What is Latrodectus?
Latrodectus (S1160) is a sophisticated downloader. It emerged in late 2023 as the spiritual successor to IcedID. The same developers likely created it to replace tools lost to law enforcement. It acts primarily as a loader, meaning it fetches ransomware or stealers. However, it also functions as a standalone backdoor.
Latrodectus malware is known for aggressive sandbox evasion techniques. It surveys the host before execution. It checks for valid MAC addresses. It counts running processes (often requiring 75 or more on Windows 10). If the environment looks fake, it self-terminates. It spreads via email phishing, often using fake copyright notices or malicious JavaScript files.

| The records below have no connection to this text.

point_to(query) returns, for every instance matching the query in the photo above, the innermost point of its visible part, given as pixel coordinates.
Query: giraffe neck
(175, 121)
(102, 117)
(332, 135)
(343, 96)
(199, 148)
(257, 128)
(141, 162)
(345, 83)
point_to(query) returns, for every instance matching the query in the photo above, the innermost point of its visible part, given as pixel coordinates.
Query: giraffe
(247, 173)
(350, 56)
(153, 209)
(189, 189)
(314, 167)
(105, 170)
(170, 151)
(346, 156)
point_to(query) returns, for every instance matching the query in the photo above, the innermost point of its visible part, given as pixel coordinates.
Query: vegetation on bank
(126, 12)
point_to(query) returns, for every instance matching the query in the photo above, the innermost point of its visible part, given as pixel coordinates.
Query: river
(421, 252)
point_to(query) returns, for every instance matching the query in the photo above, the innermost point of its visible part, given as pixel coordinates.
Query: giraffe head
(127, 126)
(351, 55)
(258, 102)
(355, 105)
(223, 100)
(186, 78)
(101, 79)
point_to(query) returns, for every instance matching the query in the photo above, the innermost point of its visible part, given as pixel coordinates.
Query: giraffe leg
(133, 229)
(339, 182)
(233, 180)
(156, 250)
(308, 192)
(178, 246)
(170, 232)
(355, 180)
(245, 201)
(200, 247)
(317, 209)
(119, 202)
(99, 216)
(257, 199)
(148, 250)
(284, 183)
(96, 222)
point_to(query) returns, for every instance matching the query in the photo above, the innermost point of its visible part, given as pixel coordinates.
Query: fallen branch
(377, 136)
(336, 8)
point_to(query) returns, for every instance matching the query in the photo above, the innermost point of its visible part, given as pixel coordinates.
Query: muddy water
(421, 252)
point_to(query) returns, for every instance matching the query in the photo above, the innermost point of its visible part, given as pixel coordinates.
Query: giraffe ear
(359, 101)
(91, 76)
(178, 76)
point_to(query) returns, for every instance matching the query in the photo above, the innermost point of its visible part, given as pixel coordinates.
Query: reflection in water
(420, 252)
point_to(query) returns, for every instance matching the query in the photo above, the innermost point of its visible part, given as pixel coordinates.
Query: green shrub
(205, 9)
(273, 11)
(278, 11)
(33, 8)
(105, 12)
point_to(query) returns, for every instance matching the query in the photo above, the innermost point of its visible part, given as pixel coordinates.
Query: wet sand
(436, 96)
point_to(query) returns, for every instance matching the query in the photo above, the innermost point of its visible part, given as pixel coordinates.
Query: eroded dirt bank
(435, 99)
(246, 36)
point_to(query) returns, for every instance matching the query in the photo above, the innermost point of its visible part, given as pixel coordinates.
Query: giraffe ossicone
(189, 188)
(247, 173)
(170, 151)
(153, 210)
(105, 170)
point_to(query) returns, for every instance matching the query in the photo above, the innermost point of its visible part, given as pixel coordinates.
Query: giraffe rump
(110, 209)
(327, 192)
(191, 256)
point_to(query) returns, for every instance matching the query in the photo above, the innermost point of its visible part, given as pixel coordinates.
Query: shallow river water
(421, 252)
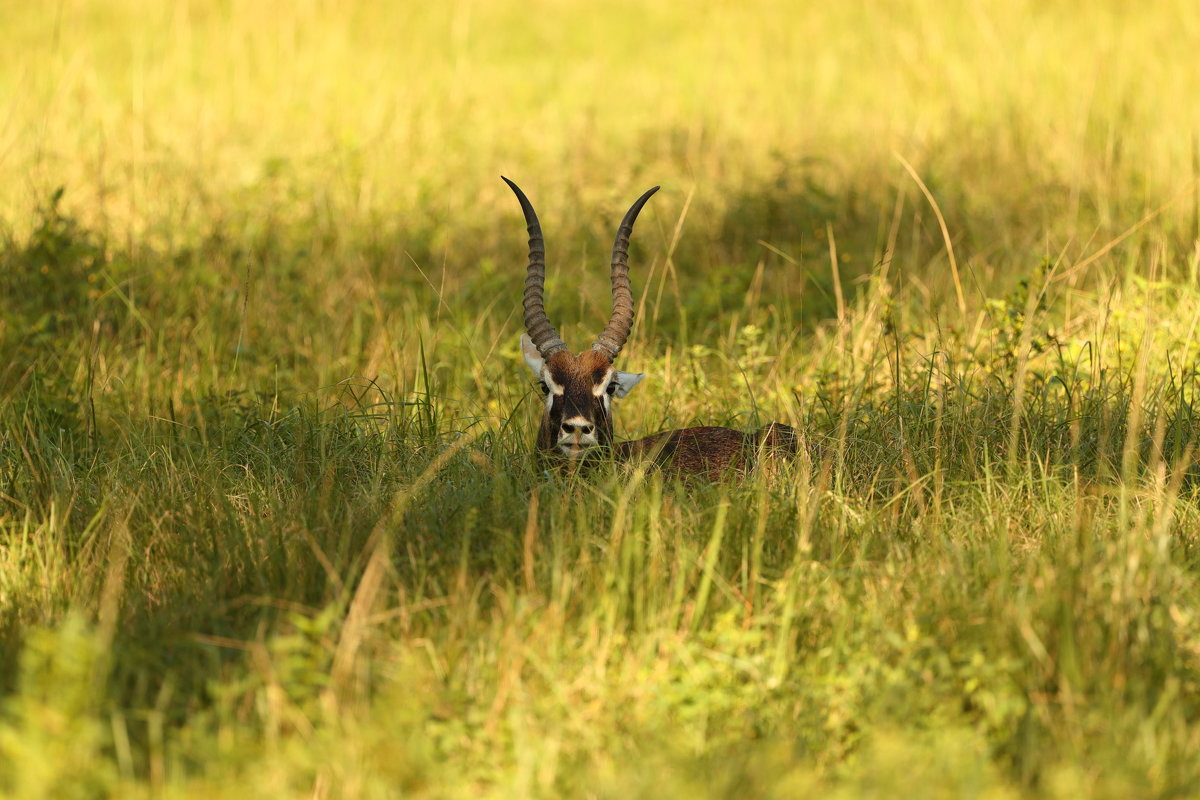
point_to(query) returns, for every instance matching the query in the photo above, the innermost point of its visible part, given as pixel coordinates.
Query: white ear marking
(625, 382)
(532, 356)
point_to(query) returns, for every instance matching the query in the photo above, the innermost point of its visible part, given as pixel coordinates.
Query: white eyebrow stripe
(603, 386)
(555, 389)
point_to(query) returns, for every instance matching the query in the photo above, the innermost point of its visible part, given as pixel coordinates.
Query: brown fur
(577, 374)
(709, 451)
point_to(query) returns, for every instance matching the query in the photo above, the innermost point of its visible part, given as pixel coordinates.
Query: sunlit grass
(269, 518)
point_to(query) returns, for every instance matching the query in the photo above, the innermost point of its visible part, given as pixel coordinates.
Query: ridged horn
(616, 334)
(538, 325)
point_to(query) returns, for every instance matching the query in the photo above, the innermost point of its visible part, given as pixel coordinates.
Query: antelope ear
(532, 356)
(625, 382)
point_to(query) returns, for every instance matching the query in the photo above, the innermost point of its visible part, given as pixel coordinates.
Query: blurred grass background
(269, 524)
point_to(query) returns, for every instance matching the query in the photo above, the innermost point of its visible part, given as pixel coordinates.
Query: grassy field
(270, 525)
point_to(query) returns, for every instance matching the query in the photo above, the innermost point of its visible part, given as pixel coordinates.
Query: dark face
(579, 391)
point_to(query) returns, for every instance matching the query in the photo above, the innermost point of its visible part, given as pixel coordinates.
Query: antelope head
(577, 388)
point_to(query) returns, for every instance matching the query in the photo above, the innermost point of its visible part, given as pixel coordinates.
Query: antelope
(580, 388)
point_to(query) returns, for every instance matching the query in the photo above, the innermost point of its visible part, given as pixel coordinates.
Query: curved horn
(538, 325)
(622, 320)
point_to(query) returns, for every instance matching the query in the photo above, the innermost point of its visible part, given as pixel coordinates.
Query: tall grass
(269, 518)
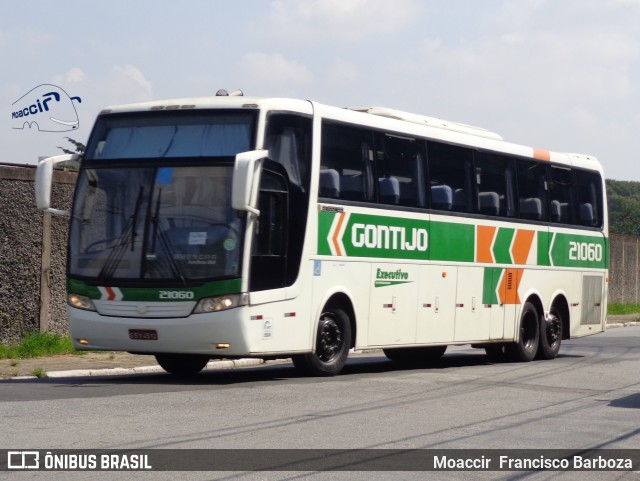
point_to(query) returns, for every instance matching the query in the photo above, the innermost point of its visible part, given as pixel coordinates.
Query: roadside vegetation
(38, 344)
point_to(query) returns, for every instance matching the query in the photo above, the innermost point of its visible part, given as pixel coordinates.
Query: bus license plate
(143, 334)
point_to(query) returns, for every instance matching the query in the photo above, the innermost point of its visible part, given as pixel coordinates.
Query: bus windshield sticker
(197, 238)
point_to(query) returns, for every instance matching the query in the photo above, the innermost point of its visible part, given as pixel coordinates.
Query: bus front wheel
(182, 364)
(526, 347)
(333, 341)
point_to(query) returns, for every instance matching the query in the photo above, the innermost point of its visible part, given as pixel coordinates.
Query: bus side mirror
(246, 175)
(44, 180)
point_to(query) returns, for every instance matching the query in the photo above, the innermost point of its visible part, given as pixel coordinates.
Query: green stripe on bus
(490, 285)
(152, 294)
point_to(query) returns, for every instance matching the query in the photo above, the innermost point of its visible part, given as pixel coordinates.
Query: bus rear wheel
(182, 364)
(333, 341)
(526, 347)
(550, 335)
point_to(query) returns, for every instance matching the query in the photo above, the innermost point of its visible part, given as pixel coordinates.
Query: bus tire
(333, 341)
(410, 355)
(182, 364)
(526, 346)
(550, 335)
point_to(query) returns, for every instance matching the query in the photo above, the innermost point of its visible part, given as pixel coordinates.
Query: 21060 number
(585, 251)
(176, 295)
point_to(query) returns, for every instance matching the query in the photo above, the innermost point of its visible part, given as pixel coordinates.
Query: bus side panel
(436, 304)
(392, 307)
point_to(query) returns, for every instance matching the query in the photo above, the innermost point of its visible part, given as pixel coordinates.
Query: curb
(121, 371)
(212, 365)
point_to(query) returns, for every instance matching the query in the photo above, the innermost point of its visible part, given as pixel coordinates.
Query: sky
(561, 75)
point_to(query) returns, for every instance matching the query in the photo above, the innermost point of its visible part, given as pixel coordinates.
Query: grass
(39, 373)
(619, 308)
(38, 344)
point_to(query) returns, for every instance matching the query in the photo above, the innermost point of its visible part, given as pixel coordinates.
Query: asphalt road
(589, 397)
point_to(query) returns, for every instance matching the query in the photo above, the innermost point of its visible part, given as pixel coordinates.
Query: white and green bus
(234, 227)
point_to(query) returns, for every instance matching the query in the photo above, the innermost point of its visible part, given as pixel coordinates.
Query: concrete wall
(624, 269)
(27, 280)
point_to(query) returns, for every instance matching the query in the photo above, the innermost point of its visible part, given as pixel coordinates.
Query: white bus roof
(381, 117)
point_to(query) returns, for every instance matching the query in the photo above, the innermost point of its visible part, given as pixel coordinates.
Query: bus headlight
(222, 303)
(80, 302)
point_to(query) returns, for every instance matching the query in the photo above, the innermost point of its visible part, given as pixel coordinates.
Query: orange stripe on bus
(522, 246)
(485, 235)
(509, 285)
(541, 154)
(335, 239)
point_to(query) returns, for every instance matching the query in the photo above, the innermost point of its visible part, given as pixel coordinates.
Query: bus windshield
(163, 223)
(153, 198)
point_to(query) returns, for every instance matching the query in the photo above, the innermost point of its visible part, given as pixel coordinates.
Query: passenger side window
(561, 206)
(589, 198)
(401, 171)
(346, 165)
(532, 190)
(451, 177)
(495, 180)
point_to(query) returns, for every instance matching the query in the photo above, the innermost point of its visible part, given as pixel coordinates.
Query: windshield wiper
(127, 237)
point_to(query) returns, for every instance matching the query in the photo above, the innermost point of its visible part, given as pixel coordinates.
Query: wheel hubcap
(329, 339)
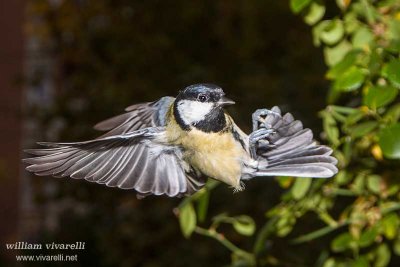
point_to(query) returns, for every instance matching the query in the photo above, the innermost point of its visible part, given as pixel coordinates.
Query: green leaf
(378, 96)
(389, 141)
(360, 262)
(354, 117)
(334, 55)
(390, 224)
(244, 225)
(362, 129)
(342, 242)
(314, 235)
(187, 219)
(332, 31)
(382, 256)
(315, 13)
(368, 237)
(300, 187)
(374, 183)
(393, 114)
(299, 5)
(362, 37)
(202, 206)
(392, 72)
(351, 80)
(343, 65)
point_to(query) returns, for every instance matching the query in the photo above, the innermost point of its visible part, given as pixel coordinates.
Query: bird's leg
(259, 117)
(255, 137)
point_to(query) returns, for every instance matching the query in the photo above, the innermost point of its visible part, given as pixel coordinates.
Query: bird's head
(200, 105)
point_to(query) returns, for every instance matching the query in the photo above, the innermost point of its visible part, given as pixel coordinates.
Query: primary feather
(167, 147)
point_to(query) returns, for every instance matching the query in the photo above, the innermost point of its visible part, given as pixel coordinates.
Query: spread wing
(130, 161)
(139, 116)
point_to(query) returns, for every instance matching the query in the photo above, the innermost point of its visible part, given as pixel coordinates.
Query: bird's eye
(202, 98)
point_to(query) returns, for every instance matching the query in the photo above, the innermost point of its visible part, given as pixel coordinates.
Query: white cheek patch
(193, 111)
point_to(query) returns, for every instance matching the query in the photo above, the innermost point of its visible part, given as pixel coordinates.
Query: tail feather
(292, 151)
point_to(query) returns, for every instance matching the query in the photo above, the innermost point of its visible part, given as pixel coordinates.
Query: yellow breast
(217, 155)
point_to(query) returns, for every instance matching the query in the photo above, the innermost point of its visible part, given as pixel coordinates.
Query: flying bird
(171, 146)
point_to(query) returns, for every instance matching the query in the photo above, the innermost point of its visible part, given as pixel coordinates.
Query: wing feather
(138, 116)
(131, 161)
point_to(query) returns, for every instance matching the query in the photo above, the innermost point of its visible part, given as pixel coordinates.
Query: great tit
(170, 147)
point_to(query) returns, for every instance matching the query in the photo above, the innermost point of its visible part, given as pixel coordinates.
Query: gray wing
(291, 151)
(130, 161)
(139, 116)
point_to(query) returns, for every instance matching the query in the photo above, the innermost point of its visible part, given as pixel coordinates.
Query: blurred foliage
(94, 58)
(357, 210)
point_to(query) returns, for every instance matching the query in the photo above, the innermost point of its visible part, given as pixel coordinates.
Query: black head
(200, 105)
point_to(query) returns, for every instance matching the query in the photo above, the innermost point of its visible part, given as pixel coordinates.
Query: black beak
(224, 101)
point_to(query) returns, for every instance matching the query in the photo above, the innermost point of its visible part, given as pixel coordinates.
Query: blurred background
(65, 65)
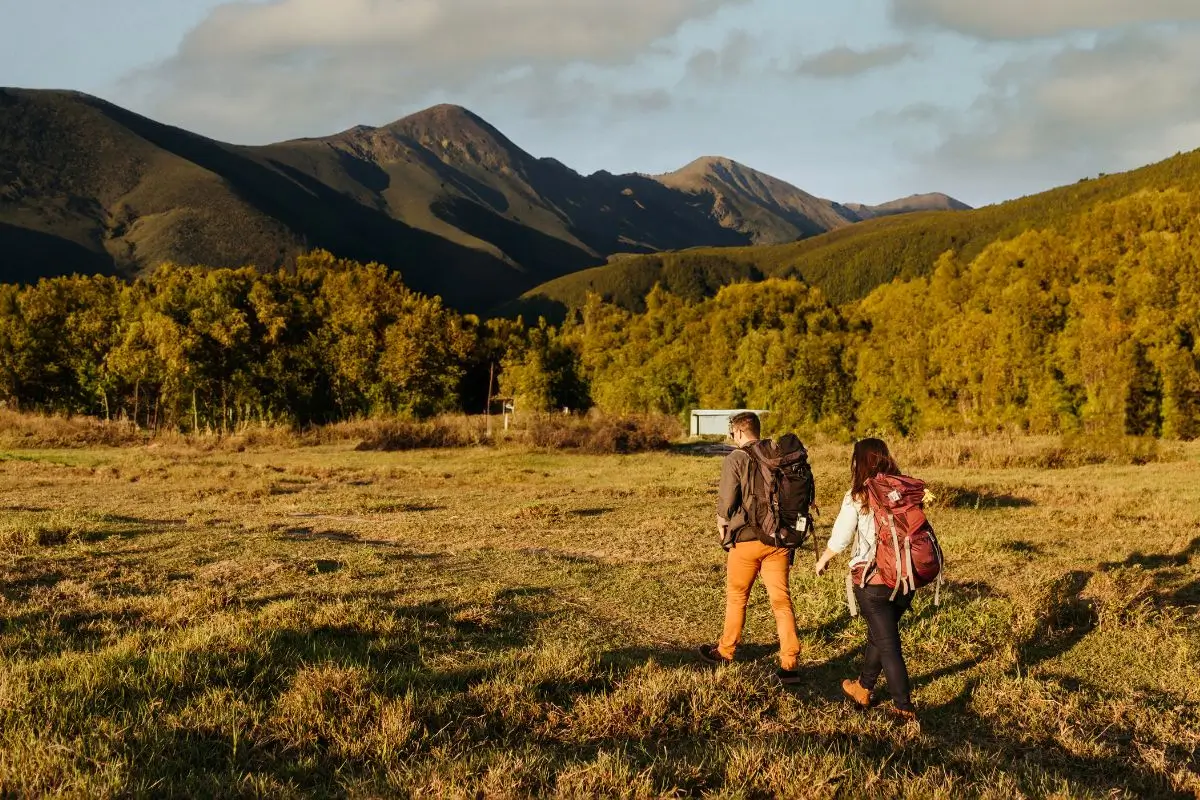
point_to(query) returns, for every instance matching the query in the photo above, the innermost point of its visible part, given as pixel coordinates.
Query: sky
(855, 100)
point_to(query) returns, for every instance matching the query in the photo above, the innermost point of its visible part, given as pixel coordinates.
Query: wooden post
(491, 380)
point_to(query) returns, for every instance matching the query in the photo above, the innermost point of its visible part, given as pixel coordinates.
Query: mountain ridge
(441, 194)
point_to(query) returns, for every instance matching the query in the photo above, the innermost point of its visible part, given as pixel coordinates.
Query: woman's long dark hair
(871, 457)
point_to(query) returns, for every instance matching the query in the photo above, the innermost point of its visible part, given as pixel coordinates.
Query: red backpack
(907, 555)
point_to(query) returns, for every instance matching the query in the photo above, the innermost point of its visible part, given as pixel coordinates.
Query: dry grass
(594, 433)
(507, 623)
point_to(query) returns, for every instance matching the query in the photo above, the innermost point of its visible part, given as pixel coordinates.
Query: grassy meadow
(489, 623)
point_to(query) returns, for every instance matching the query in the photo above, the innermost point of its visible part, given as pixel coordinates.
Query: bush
(407, 434)
(34, 431)
(604, 434)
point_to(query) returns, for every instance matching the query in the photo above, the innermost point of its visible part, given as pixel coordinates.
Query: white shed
(717, 423)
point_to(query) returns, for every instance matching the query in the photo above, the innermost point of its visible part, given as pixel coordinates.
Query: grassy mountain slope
(442, 196)
(766, 209)
(850, 262)
(82, 179)
(912, 204)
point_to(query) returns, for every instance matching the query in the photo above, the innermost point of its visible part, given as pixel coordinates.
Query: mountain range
(442, 196)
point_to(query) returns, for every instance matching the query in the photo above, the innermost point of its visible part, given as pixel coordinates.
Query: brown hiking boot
(856, 693)
(712, 655)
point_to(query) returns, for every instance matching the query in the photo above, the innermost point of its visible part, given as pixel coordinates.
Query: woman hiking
(881, 605)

How to Defend Against Latrodectus?
Defense requires stopping phishing delivery and detecting unique execution behaviors.
- Restrict script execution. Block .js, .vbs, and .hta files. Do not allow them to run directly from emails or the Downloads folder.
- Monitor rundll32.exe. Latrodectus uses this legitimate Windows tool to run malicious DLLs for Living off the Land attacks. Watch it closely.
- Deploy endpoint detection. Flag evasion checks. Watch for processes that rapidly count running programs or scan MAC addresses.
- Use network detection (NDR), like Lumu Defender. Identify C2 traffic. Latrodectus hides traffic using RC4 encryption and Base64 encoding over standard ports.
- Integrate threat intelligence. Use platforms like Lumu Maltiverse. Proactively block domains and IPs used by TA577 and TA578.